Applying Graph Algorithms on Knowledge Graphs:

Finding Influencers in a Real-World Social Network

As an engineer at Cambridge Semantics over the past 7 years, I’ve had numerous opportunities with my colleagues to implement graph analytics on an enterprise scale knowledge graph.

Introduction

Growing up outside of Boston, I was always fascinated by the rich history of the area. One of the most famous examples was the ride of Paul Revere, who at the onset of the American Revolution warned colonists of the impending British Army’s march to seize the militia’s gunpowder and arms in outlying towns. His success carrying the message was due to the fact that he was one of the most socially connected people in Boston.

Fig 1: Social network in a real-world model.

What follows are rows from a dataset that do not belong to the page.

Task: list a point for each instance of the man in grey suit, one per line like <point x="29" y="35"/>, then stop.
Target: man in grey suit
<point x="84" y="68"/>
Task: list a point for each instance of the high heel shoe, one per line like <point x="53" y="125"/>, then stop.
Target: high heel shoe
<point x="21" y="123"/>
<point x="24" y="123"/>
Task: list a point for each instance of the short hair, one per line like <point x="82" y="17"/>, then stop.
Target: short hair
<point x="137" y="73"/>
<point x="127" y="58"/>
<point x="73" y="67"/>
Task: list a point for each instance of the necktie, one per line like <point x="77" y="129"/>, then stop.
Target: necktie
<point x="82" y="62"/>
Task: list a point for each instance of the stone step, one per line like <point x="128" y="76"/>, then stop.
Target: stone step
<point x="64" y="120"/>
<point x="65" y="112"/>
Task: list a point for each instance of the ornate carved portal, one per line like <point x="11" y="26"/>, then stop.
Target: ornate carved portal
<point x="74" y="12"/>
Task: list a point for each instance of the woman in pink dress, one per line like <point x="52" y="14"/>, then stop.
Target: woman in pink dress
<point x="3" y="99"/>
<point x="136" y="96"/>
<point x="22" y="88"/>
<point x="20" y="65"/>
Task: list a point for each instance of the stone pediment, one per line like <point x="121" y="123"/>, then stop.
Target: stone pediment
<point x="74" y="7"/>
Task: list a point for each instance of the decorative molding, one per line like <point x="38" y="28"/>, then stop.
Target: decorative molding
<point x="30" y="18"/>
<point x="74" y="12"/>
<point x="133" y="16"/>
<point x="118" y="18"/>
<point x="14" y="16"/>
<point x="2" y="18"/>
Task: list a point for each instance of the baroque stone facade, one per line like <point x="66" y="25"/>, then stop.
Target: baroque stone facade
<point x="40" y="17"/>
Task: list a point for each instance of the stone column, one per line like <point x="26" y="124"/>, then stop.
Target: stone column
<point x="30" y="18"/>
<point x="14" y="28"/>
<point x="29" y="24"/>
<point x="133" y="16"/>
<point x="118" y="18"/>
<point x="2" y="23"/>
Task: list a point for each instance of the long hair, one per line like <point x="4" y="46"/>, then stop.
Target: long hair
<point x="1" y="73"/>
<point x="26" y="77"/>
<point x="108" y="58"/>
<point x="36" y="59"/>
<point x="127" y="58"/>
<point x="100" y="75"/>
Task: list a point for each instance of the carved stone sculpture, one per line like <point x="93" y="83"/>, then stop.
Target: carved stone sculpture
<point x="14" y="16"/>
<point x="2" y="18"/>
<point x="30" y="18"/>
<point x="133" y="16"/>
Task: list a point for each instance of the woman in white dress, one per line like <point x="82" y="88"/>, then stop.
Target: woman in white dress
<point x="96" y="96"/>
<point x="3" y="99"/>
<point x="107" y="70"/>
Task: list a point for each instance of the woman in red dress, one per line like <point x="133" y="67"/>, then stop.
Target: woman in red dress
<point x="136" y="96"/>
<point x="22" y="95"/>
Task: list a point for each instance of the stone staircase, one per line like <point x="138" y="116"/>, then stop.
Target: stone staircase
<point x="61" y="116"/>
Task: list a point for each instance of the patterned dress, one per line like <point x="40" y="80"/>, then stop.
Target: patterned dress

Betweenness Centrality — What is it?

Betweenness Centrality measures nodes in a network that hold the most information transmission power. Most social networks will break down into clusters, with key leaders at the focal points. A small subset of individuals will be members of several clusters. These individuals are said to have high betweenness centrality, as they can quickly transmit key information to leaders of several groups. Paul Revere had a high degree of betweenness centrality in colonial Boston, as he had personal connections to leaders of major revolutionary groups.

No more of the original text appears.